Vergiftete Arbeitsumgebungen schüren die Gewaltbereitschaft. Gute Arbeitsbedingungen sind der beste Weg zur Gewaltprävention. Dass diese an sich so einfache Feststellung an den Bürotüren von Führungskräften noch immer abprallt, ist auch durch eine tradierte Form von Zuständigkeit und Bequemlichkeit begründet. "Die Regeln das schon untereinander", verlagert Verantwortung und liefert eine feine Ausrede dafür, nicht hinschauen und sich mit unbequemen Sachverhalten beschäftigen zu müssen. Dabei, so stellt Springer-Autor Carsten Burfeind zum Thema Mobbingprävention fest, wird übersehen, dass Menschen auf der Arbeit einer Zwangsgemeinschaft ausgesetzt sind, sich problematischen Formen der Zusammenarbeit deshalb nicht entziehen können und unterschiedlich selbstbewusst mit schwierigen Arbeitssituationen umgehen. Was tun?

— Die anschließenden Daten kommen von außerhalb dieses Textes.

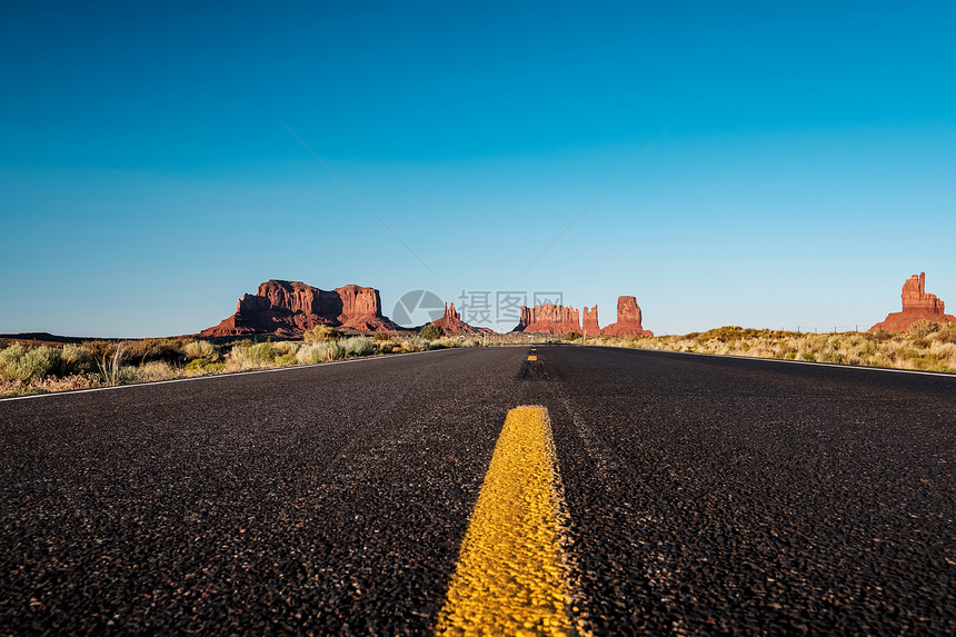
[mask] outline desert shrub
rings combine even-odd
[[[320,341],[303,345],[296,352],[296,360],[303,364],[328,362],[345,358],[345,350],[338,341]]]
[[[930,335],[930,338],[939,342],[956,344],[956,325],[940,325],[939,329]]]
[[[193,358],[186,365],[186,375],[187,376],[201,376],[203,374],[215,374],[217,371],[225,371],[226,364],[225,362],[213,362],[211,360],[207,360],[205,358]]]
[[[750,332],[756,332],[756,330],[749,330]],[[728,340],[738,340],[744,338],[745,330],[738,325],[730,325],[718,327],[715,329],[709,329],[705,332],[701,332],[698,337],[700,340],[719,340],[720,342],[727,342]]]
[[[428,351],[428,341],[420,336],[412,336],[401,341],[405,351]]]
[[[421,328],[421,338],[426,338],[428,340],[436,340],[445,336],[445,330],[441,329],[441,326],[437,325],[427,325]]]
[[[122,342],[111,344],[111,354],[103,354],[97,360],[97,369],[100,372],[100,378],[107,385],[118,385],[125,379],[123,355],[126,347]]]
[[[189,360],[201,358],[208,362],[212,362],[222,358],[219,348],[208,340],[193,340],[187,342],[182,349],[186,352],[186,358]]]
[[[87,374],[93,370],[92,352],[82,345],[67,344],[60,350],[60,375]]]
[[[346,357],[370,356],[375,354],[375,345],[364,336],[347,338],[339,342]]]
[[[939,329],[939,325],[926,319],[919,319],[915,322],[909,324],[909,327],[906,328],[906,334],[910,336],[915,336],[917,338],[923,338],[929,336],[934,331]]]
[[[125,365],[119,371],[119,382],[152,382],[179,376],[177,368],[165,360],[151,360],[141,365]]]
[[[130,340],[123,344],[123,350],[128,360],[140,364],[152,360],[178,364],[187,358],[185,344],[180,339],[145,338]]]
[[[0,351],[0,376],[10,380],[30,380],[58,375],[62,368],[59,348],[40,346],[27,349],[14,342]]]
[[[233,345],[229,359],[240,367],[261,367],[276,360],[277,351],[271,342]]]
[[[292,342],[291,340],[280,340],[279,342],[272,344],[272,349],[279,352],[281,356],[296,356],[296,352],[299,351],[299,347],[301,347],[298,342]]]
[[[302,340],[306,342],[322,342],[327,340],[335,340],[341,336],[338,331],[327,325],[316,326],[310,330],[307,330],[302,335]]]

Betroffene holen sich in der Regel über zwei Wege Hilfe: Der eine führt über Ansprechpartner der nächst höheren Hierarchieebene im Unternehmen. Eine andere Möglichkeit ist, innerbetriebliche Interessenvertreter zu kontaktieren. Burfeind rät außerdem, Konfliktlotsen, externe Berater und eine interne Schiedskommission im Unternehmen zu etablieren. Ideales Konfliktmanagement setzt auf eine Kombination der drei Varianten und ein Vorgehen in fünf Stufen (Seite 60):

Betriebliches Konfliktmanagement in fünf Stufen

Anlaufstellen und Akteure

1. Eigenverantwortliche Konfliktklärung: Gespräch der Konfliktparteien 

Beratung durch betriebliche Akteure wie Kollegen oder Kolleginnen, Vorgesetzte, Personalvertretungen, Konfliktbeauftragte

Innerbetriebliche Konfliktklärung: Gespräch der Konfliktparteien

Begleitung durch betriebliche Akteure wir direkte Führungskraft, nächsthöhere Führungskraft, Personalvertretungen, Konfliktbeauftragte

3. Außerbetriebliche Konfliktmoderation: Konfliktmoderation /  Mediation / Supervision / Einzelberatung / Coaching

Begleitung durch externe Expertinnen und Experten

4. Innerbetriebliche Schiedsverfahren: Veränderung / Versetzung / Abmahnung / Trennung

Entscheidung durch Konfliktkommission ggf. bereits Machtwort

5. Innerbetriebliches Machtwort: Veränderung / Versetzung / Abmahnung / Trennung

Entscheidung durch höhere Führungsebene, abgestimmt mit Personalvertretungen, ggf. vorab Schiedsverfahren

Am Ende stehen also das Machtwort des Chefs und die Personalentscheidung. Um es gar nicht erst soweit kommen zu lassen, braucht es eine klare individuelle und organisatorische Positionierung gegen Mobbing und jede Form von Gewaltausübung am Arbeitsplatz. Es braucht außerdem ein gesundes Betriebsklima und partnerschaftliche Führung. Auf dem Spiel steht die psychische Gesundheit des Einzelnen. Leidet die Psyche verlieren Menschen ihre Selbstgewissheit und Leistungsfähigkeit, im Alltag wie im Berufsleben. Ohne Hilfe und Heilung kann das zu fatale Folgen führen.